Milano, 11 febbraio 2026 – Nel corso della presentazione del libro “Il prezzo della libertà” di Valentina Petrini, svoltasi ieri sera, Marco Cappato, noto politico e attivista italiano, ha annunciato l’attivazione di un’importante iniziativa a tutela dei diritti sul fine vita. L’evento ha rappresentato un momento di riflessione sulle difficoltà di accesso a informazioni e servizi relativi a tematiche delicate come le cure palliative, il testamento biologico e l’aiuto medico alla morte volontaria.
Un call center nazionale per i diritti sul fine vita

Marco Cappato, da sempre impegnato nelle battaglie per la libertà di scelta in ambito medico e bioetico, ha reso noto che è stato istituito un call center nazionale gestito da volontari, con l’obiettivo di fornire supporto e informazioni concrete su come attivare i propri diritti. “Abbiamo deciso di dare organizzazione alle nostre azioni, abbiamo istituito un call center a cui rispondono dei volontari a livello nazionale, che risponde sull’attivazione dei diritti, come cure palliative, testamento biologico, aiuto medico alla morte volontaria, interruzione alle terapie – ha dichiarato Cappato – Quasi nessuno conosce i diritti del fine vita. La legge sul testamento biologico prevederebbe l’obbligo di una campagna informativa fatta dal Governo, che non è mai stata fatta”.
Questo servizio si propone di colmare un vuoto informativo che da anni penalizza i cittadini, spesso disorientati di fronte a normative poco divulgate e a un dibattito pubblico ancora frammentato.

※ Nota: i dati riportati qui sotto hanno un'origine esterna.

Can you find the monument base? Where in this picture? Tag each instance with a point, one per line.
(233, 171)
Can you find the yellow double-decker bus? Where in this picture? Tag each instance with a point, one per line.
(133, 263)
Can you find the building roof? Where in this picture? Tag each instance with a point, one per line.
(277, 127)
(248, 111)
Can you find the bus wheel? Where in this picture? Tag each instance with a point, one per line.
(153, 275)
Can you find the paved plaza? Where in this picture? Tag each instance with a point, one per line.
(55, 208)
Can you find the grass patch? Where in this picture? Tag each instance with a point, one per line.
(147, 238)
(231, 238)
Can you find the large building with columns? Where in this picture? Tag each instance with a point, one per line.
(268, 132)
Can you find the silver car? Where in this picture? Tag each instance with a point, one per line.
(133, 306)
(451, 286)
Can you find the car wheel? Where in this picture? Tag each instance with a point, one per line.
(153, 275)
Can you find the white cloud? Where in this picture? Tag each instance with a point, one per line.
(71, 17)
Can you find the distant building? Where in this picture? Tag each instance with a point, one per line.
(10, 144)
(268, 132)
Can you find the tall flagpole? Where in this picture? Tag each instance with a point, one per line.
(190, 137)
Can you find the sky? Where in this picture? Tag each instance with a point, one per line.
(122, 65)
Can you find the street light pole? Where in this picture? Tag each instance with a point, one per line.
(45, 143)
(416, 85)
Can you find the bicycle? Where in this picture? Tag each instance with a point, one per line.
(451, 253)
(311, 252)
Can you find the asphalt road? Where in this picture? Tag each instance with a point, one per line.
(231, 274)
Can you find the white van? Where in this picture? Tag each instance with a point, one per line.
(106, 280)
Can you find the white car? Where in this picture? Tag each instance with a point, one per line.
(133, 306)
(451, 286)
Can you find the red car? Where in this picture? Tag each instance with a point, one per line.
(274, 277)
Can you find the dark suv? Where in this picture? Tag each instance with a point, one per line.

Un impegno storico per i diritti civili e la libertà di scelta
Marco Antonio Cappato, nato a Milano nel 1971, è da lungo tempo una figura di spicco nel panorama politico e sociale italiano. Già europarlamentare e presidente dei Radicali Italiani, Cappato vanta una carriera dedicata alla promozione dei diritti civili, in particolare in ambiti quali la libertà di ricerca scientifica e la legalizzazione dell’eutanasia. La sua notorietà è cresciuta anche grazie all’impegno nel caso di DJ Fabo, uomo tetraplegico che ha accompagnato in Svizzera per accedere al suicidio assistito, un episodio che ha acceso il dibattito pubblico sul fine vita nel nostro Paese.
Oltre al suo ruolo politico, Cappato è tesoriere dell’Associazione Luca Coscioni e co-presidente di Eumans, associazioni impegnate nella difesa delle libertà individuali e nella promozione di una nuova cultura della morte dignitosa. La sua attività giornalistica e di comunicazione, che comprende la cura della rassegna stampa di Radio Radicale, contribuisce a mantenere alta l’attenzione sulle tematiche bioetiche e civili.
Il libro di Valentina Petrini, giornalista e conduttrice televisiva con una consolidata esperienza in inchieste sociali, ha fatto da cornice a questo annuncio, sottolineando l’importanza di un’informazione corretta e accessibile sulle scelte di fine vita. La nuova iniziativa di Cappato rappresenta un passo concreto per garantire a ogni cittadino il diritto di conoscere e attivare i propri strumenti di tutela in un ambito così delicato e fondamentale.